Se quebró en llanto — un llanto suave, tembloroso, que resonó en la habitación. La abracé fuerte. Su espalda era frágil, sus huesos delgados sobresalían — esta pequeña mujer que había soportado una vida entera de silencio y dolor.

Nuestra noche de bodas no fue como las de los jóvenes. Simplemente nos recostamos uno al lado del otro, escuchando los grillos del patio, el viento entre los árboles. Le acaricié el cabello y besé su frente. Ella tocó mi mejilla y susurró:

—“Gracias. Gracias por recordarme que aún hay alguien en este mundo que se preocupa por mí.”

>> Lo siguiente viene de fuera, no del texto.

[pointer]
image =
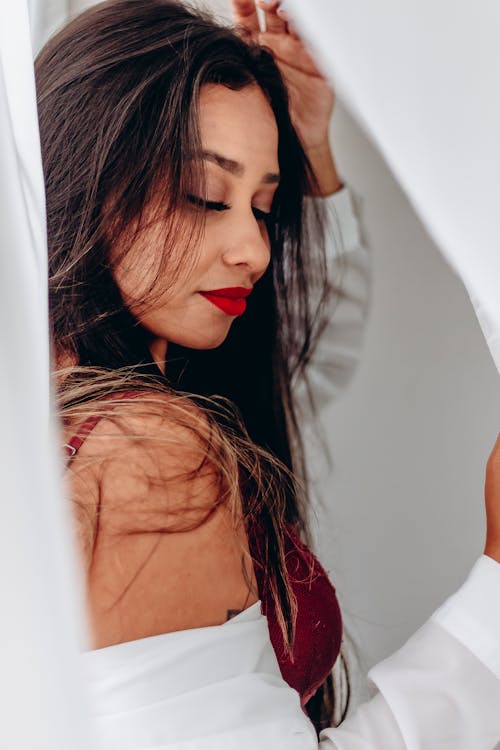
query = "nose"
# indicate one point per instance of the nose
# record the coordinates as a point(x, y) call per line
point(248, 246)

Sonreí. A los 61 años, entendí al fin: la felicidad no es el dinero ni las pasiones desenfrenadas de la juventud. Es tener una mano que te sostenga, un hombro donde apoyarte, y alguien que se siente a tu lado toda la noche, solo para sentir tu latido.

Mañana llegará. ¿Quién sabe cuántos días me quedan? Pero de algo estoy seguro: por el resto de su vida, compensaré todo lo que perdió. La cuidaré. La protegeré, para que nunca más tenga que temer a nada.

Porque para mí, esta noche de bodas — después de medio siglo de anhelos, de oportunidades perdidas, de espera — es el mayor regalo que la vida me ha devuelto.